After the news last week that UM staffer Will Chapman was recovering from a transplant operation, the agency’s boss Mat Baxter has written an open letter to the industry.
All too often our industry is at war with itself. We argue tirelessly. We relentlessly undercut one another. And worse still, there is nastiness and bullying on our industry websites that puts other “professions” to shame.
So, in a business best characterised by its divisiveness and infighting, the times when we unite are rare and pretty special.
There was one such moment recently when the industry came together to help a staff member of ours, Will Chapman. At only 20 years old, Will was in desperate need of a double lung and heart transplant. His doctors had placed him on the donor organ waiting list but things looked bleak – the list is long, and in Australia we have some of the lowest rates of organ donation in the world. Will was told that without a suitable organ donor, he would be dead by Christmas.
Despite the seemingly hopeless situation that confronted him, Will refused to give up. With his health deteriorating, to the extent that he needed an oxygen tank to help him breathe, he set about creating his own campaign to educate us all about organ donation. He bravely and selflessly used his own story to bring a human face to the thousands of Australians on waiting lists and encouraged us all to talk to our families and friends about our organ donation wishes. That’s because, in Australia, even if you choose to be an organ donor by ticking a box or completing a form it’s ultimately your family that has the final say.
Will’s remarkable campaign was embraced in a way that restored my faith in our industry. Our staff rallied around him and you did too. People organised fundraising events and held charity auctions. Every major media owner in the country donated space and ran his campaign. Yes, every single one.

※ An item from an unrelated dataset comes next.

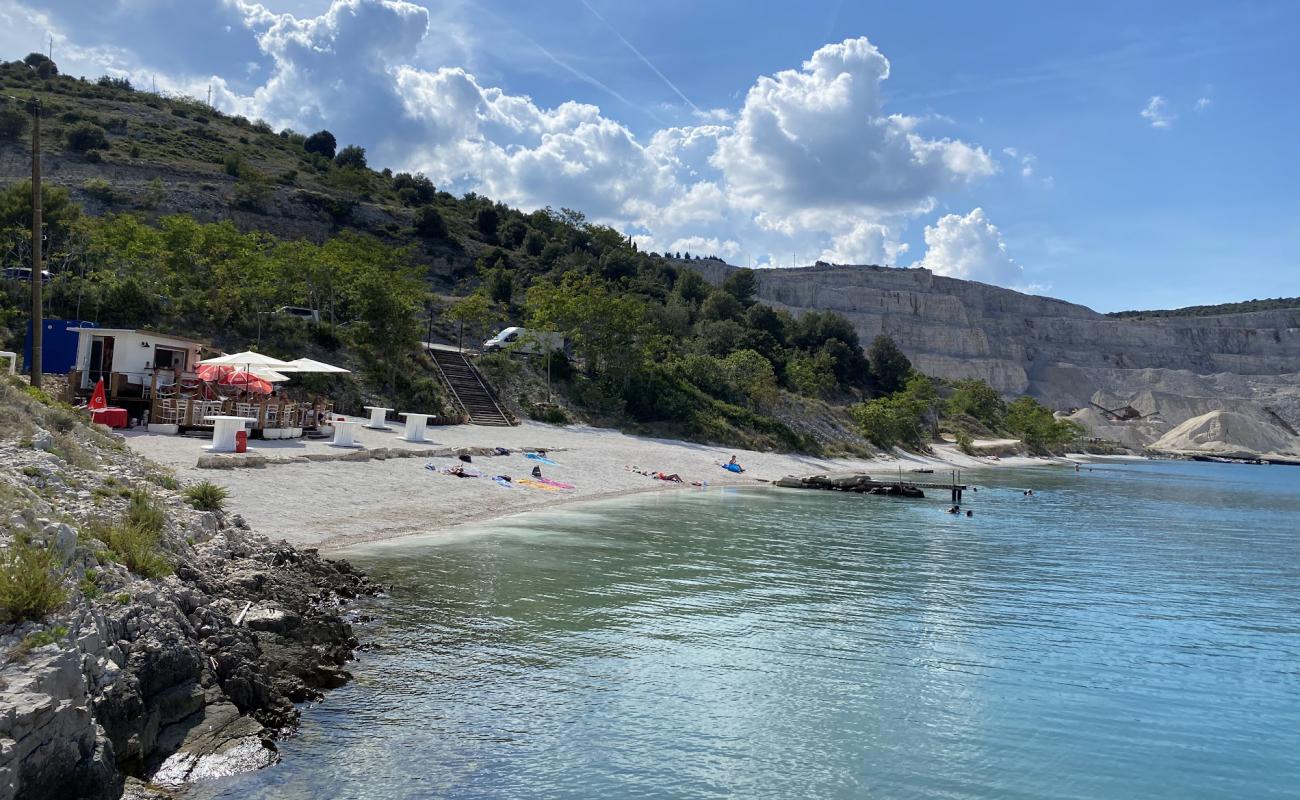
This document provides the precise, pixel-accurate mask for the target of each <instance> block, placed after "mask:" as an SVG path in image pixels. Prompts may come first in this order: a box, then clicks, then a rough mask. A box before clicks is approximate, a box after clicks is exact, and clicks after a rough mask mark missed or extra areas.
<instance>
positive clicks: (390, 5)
mask: <svg viewBox="0 0 1300 800" xmlns="http://www.w3.org/2000/svg"><path fill="white" fill-rule="evenodd" d="M5 4H8V7H9V9H8V12H6V10H5ZM143 5H151V7H152V5H153V4H152V3H143V0H104V4H103V9H104V10H103V13H98V14H95V16H94V20H91V18H90V17H86V16H85V14H79V12H78V9H79V8H81V4H79V1H78V0H47V1H45V3H44V4H42V7H40V8H42V9H43V10H40V12H35V10H32V9H34V8H36V5H35V3H34V0H0V18H3V17H4V14H5V13H8V14H9V16H10V17H22V20H26V21H27V23H30V25H42V26H47V27H49V29H51V30H52V31H53V33H55V35H56V38H61V39H60V40H61V42H68V48H69V49H72V47H73V46H72V42H73V40H75V42H78V47H79V48H81V51H79V52H83V53H95V56H94V57H95V59H98V60H99V62H105V61H108V60H112V62H113V64H114V65H116V66H117V68H118V69H121V70H125V72H127V73H130V74H133V75H138V74H152V73H153V72H155V70H159V85H160V86H165V87H166V88H179V90H182V91H187V92H190V94H196V95H199V96H201V95H203V94H204V92H205V91H207V86H208V85H211V86H212V90H213V103H214V104H216V105H217V107H218V108H221V109H222V111H226V112H230V113H242V114H244V116H247V117H250V118H253V117H261V118H265V120H266V121H269V122H270V124H273V125H274V126H276V127H282V126H289V127H294V129H296V130H300V131H304V133H309V131H313V130H318V129H322V127H328V129H329V130H330V131H333V133H334V134H335V135H337V138H338V139H339V142H341V143H356V144H361V146H364V147H367V150H368V151H369V161H370V164H373V165H376V167H391V168H394V169H404V170H420V172H424V173H426V174H428V176H429V177H430V178H432V180H433V181H434V182H435V183H437V185H438V186H439V187H441V189H447V190H448V191H455V193H460V191H478V193H482V194H485V195H487V196H491V198H494V199H499V200H503V202H507V203H511V204H516V206H520V207H524V208H537V207H543V206H552V207H569V208H576V209H580V211H582V212H584V213H586V215H588V219H590V220H594V221H598V222H603V224H610V225H614V226H617V228H619V229H620V230H624V232H625V233H628V234H630V235H632V237H633V238H634V241H637V242H638V245H641V246H642V247H647V248H671V250H673V251H676V250H688V248H689V250H690V251H692V252H693V254H694V252H697V251H699V252H703V254H708V252H715V254H718V255H723V256H729V258H741V259H742V260H744V261H745V263H775V261H780V263H788V260H797V261H801V263H811V261H813V260H815V259H816V258H822V259H826V260H832V261H837V263H876V264H892V263H897V260H898V259H900V258H901V256H902V255H904V254H906V251H907V247H906V245H905V243H904V242H902V238H904V234H905V233H906V230H907V226H909V224H910V222H911V221H914V220H917V219H918V217H920V216H922V215H927V213H930V212H932V211H933V209H935V208H936V207H937V204H939V199H940V198H943V196H945V195H949V194H956V193H959V191H962V190H965V189H966V187H969V186H971V185H974V183H978V182H979V181H980V180H983V178H987V177H989V176H992V174H995V173H996V172H997V170H998V164H997V161H995V159H993V157H992V156H991V155H989V152H988V151H987V150H985V148H984V147H980V146H979V144H975V143H969V142H963V140H959V139H956V138H946V137H936V135H932V134H928V133H927V130H928V129H930V127H931V126H932V125H935V124H941V122H950V121H946V120H945V118H944V117H943V116H941V114H937V113H927V114H924V116H910V114H906V113H898V112H893V111H888V109H885V101H884V94H883V91H881V90H883V85H884V82H885V81H888V78H889V72H891V65H889V61H888V59H885V56H884V55H883V53H881V52H880V51H879V49H878V48H876V47H875V46H874V44H872V43H871V42H870V40H867V39H866V38H853V39H846V40H844V42H839V43H832V44H827V46H824V47H820V48H818V49H816V51H815V52H813V53H811V55H810V57H809V59H807V60H806V61H803V62H802V64H800V65H797V66H796V68H792V69H785V70H779V72H776V73H774V74H771V75H759V77H757V78H755V79H754V82H753V85H751V86H749V87H748V91H746V92H745V94H744V99H742V101H740V103H738V107H737V108H710V109H703V111H698V112H697V113H694V114H690V113H686V112H684V120H682V122H684V124H680V125H676V126H664V127H660V129H659V130H656V131H653V133H650V134H649V135H643V137H638V135H636V134H634V133H633V131H632V130H630V129H629V127H628V126H627V125H624V124H623V122H620V121H619V120H616V118H614V117H612V116H610V113H607V112H606V111H604V109H602V108H598V107H597V105H593V104H588V103H577V101H567V103H558V104H539V103H537V101H534V100H533V99H532V98H530V96H528V95H525V94H521V92H519V91H511V90H508V88H506V87H500V86H491V85H490V83H486V82H485V81H482V79H480V77H478V75H476V74H474V73H473V72H472V69H471V68H472V62H473V48H474V47H477V46H478V44H477V42H476V39H474V34H473V33H472V31H471V30H468V27H469V26H467V25H465V23H464V21H463V20H461V21H458V20H456V17H455V13H456V9H458V8H461V7H459V5H458V4H446V5H421V4H416V3H411V1H408V0H333V1H331V3H330V4H329V5H328V8H326V9H325V10H322V12H321V13H318V14H316V16H305V14H304V16H295V14H290V13H277V12H272V10H269V9H268V8H266V7H265V5H263V4H259V3H256V1H253V0H192V1H191V3H186V4H185V5H186V8H187V9H188V8H191V7H192V9H194V12H192V13H191V14H186V13H177V14H172V16H169V17H168V25H169V26H170V27H172V29H173V31H169V33H170V34H172V36H170V40H169V42H168V43H165V44H166V46H165V47H164V44H161V43H157V42H155V40H153V39H151V38H149V35H148V33H147V31H143V30H139V31H135V30H117V29H114V25H116V21H118V20H129V21H133V22H131V25H134V26H136V27H140V26H143V25H146V23H147V22H148V20H149V17H148V16H147V14H144V16H140V13H135V12H136V10H138V7H143ZM14 9H17V10H14ZM133 9H134V10H133ZM18 12H22V13H18ZM129 12H130V13H129ZM191 17H192V20H194V21H195V23H194V25H192V26H188V22H187V20H188V18H191ZM87 20H90V21H87ZM216 21H225V22H224V23H222V25H221V26H220V30H222V31H225V33H224V34H222V35H221V36H220V38H218V39H220V40H214V44H213V47H209V48H207V49H204V51H203V57H201V59H199V60H198V61H196V64H198V66H196V68H195V69H192V70H186V68H185V64H186V60H185V59H183V57H181V56H183V51H185V49H187V48H188V49H194V48H199V47H203V43H204V36H205V35H207V34H205V31H211V30H216V29H214V27H213V25H214V22H216ZM155 38H156V36H155ZM120 43H121V44H122V46H121V47H118V44H120ZM110 46H112V47H113V48H114V49H108V48H109V47H110ZM485 46H486V43H485ZM538 47H539V46H538ZM222 53H229V55H230V57H229V65H227V66H225V68H220V66H217V62H218V60H220V57H221V55H222ZM88 59H90V57H87V60H88ZM214 60H217V61H214ZM551 60H552V61H554V62H555V64H559V65H560V66H563V64H562V62H560V61H559V60H556V59H555V57H554V56H552V57H551ZM209 68H212V72H211V74H209V73H208V72H207V70H208V69H209ZM568 69H571V72H572V68H568ZM602 86H603V85H602ZM610 91H612V90H610ZM619 96H621V95H619ZM1014 164H1015V165H1017V168H1018V169H1019V170H1021V173H1022V174H1023V176H1024V177H1030V176H1031V174H1032V173H1034V169H1035V165H1034V159H1032V156H1028V155H1023V153H1022V155H1018V156H1015V161H1014ZM1035 180H1037V178H1035ZM972 213H975V212H972ZM979 213H980V219H982V213H983V212H979ZM953 219H957V220H962V219H965V220H970V215H969V216H967V217H944V219H943V220H940V221H939V224H937V225H936V228H933V229H927V234H926V238H927V245H930V251H928V252H927V256H926V259H930V260H933V261H935V263H936V264H939V263H940V261H943V264H974V263H976V261H978V263H980V264H988V263H992V259H989V258H987V254H984V255H980V256H978V258H974V256H972V258H974V260H971V259H966V260H963V259H962V258H959V254H958V250H959V248H958V245H959V242H956V241H954V242H950V243H948V245H943V243H941V245H940V246H939V247H936V246H935V245H933V243H931V242H930V239H931V230H936V232H940V233H936V234H935V235H936V237H943V235H946V232H949V229H950V228H952V225H953V224H952V222H950V220H953ZM985 224H987V222H985ZM988 229H989V230H992V232H993V234H996V228H992V225H988ZM972 245H976V246H983V243H982V242H980V241H976V242H972ZM998 246H1000V239H998ZM980 252H983V251H980ZM1002 252H1004V255H1005V248H1004V251H1002ZM1009 263H1010V261H1009V259H1008V264H1009ZM943 268H944V269H949V267H943ZM952 269H957V267H952ZM976 272H980V274H982V276H984V280H997V278H996V277H992V276H1011V278H1013V280H1014V278H1015V277H1017V276H1015V274H1013V272H1015V271H1009V269H1001V271H989V269H985V268H980V269H978V271H976Z"/></svg>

Together, we got Australians talking about organ donation. It was in the news and on Facebook walls. People tweeted about it. The campaign was seen at bus stops and on billboards. My parents saw it at the movies, my sister read about it in her favourite magazine. My friends knew all about it too.
In six short weeks the media donated a whopping $1.2 million of space to Will’s campaign. Simply amazing.
In our busy lives, it’s easy to forget how enormously influential we can be when we work together. Everyday our respective businesses persuade people to change their opinions and behaviour. We wield immense power and with it can transform lives and genuinely change the world.
Just over a week ago, Will Chapman – against the odds – received his double lung and heart transplant. He received the most precious gift of all – life itself.
An anonymous stranger gave him this remarkable gift and an amazing family honoured their loved ones wish to give life in death. Will Chapman will never get to know or thank his donor. He will also never know whether the incredible strength and courage he found to create his campaign, together with the support of our industry, helped influence his donor or their family.
I like to think it did. I hope you do too.
There’s one thing I know for certain. The world’s a better place with the wonderful Will in it.